What could be improved in the Preparedness Framework:
Enhanced independent scrutiny through Safety Advisory Group (SAG) members external to the company. We believe that the SAG would be substantially more relevant if some of its members were external to the companies in order to further reduce the number of blind spots that the company may have.
Measuring safety culture. Beyond the commitments OpenAI already took, measuring safety culture using processes established in other fields like nuclear safety would provide a valuable feedback loop enabling OpenAI to become over time an institution more adequate to build human-level AI safely.

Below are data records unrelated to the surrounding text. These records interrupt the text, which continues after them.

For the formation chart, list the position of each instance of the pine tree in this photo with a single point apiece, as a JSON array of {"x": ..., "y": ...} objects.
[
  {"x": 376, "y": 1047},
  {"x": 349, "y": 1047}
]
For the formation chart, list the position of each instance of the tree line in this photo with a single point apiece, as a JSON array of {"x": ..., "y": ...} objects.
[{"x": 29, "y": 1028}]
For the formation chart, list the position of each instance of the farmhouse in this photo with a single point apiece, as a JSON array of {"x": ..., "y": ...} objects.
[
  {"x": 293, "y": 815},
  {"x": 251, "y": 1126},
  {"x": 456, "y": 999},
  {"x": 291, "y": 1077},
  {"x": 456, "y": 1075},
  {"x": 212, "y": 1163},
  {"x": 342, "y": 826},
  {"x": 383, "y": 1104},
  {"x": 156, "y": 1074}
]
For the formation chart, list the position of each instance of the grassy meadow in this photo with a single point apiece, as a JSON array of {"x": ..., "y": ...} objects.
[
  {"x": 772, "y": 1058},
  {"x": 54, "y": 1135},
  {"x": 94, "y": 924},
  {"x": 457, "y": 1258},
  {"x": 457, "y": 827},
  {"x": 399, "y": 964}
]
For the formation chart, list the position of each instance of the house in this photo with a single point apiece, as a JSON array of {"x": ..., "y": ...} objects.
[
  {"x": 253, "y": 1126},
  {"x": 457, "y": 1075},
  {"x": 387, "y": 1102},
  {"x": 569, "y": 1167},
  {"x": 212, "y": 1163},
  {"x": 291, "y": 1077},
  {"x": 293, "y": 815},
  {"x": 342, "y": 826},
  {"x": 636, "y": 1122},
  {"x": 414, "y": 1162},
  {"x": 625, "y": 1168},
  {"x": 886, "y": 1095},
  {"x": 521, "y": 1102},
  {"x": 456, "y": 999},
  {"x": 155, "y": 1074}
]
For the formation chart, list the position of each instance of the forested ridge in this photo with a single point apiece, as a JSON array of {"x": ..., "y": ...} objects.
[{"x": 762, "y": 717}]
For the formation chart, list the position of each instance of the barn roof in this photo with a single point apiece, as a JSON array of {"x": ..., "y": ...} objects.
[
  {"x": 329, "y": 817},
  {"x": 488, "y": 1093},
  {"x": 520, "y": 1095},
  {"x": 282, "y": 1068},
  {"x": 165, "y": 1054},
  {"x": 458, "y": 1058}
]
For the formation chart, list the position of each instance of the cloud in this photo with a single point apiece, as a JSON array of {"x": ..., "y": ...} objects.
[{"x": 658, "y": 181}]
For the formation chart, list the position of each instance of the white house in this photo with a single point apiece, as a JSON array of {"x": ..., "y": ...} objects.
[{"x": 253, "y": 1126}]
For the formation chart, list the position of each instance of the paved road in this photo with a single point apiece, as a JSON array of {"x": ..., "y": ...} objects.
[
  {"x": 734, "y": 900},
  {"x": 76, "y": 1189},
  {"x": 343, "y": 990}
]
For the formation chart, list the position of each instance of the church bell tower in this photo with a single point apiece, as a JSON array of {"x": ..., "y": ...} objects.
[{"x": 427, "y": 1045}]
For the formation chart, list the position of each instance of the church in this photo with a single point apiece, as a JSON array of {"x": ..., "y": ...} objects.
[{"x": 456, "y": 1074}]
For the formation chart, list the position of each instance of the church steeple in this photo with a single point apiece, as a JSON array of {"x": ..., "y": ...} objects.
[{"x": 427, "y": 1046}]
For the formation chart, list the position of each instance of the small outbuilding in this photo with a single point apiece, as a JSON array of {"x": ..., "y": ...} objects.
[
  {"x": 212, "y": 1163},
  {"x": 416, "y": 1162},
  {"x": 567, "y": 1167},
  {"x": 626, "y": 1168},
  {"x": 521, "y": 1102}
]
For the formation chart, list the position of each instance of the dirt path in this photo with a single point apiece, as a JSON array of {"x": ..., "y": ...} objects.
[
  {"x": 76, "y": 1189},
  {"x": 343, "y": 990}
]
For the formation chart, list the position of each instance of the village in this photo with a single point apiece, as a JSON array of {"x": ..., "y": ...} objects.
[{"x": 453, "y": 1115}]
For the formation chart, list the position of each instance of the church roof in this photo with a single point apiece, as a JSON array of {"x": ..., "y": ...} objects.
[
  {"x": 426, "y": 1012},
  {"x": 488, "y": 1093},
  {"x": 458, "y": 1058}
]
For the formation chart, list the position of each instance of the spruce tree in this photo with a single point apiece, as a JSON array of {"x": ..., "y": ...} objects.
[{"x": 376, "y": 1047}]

Running a Delphi process to predict the magnitude and likelihood of key risks. For most large-scale risks, economical societal, or existential, running a Delphi process, i.e. a method to aggregate risk experts’ opinions, would enable the organization to evaluate the magnitude and likelihood of risks. This would provide interpretable indicators that allow society to decide deliberately what risk level it is willing to accept. (Koessler et al., 2023)
The Preparedness Framework is helpful for the AI industry while being clearly insufficient. Policymakers need to act and remedy both the incompleteness of the existing frameworks of OpenAI and Anthropic and the absence of guardrails among most stakeholders currently developing AI systems.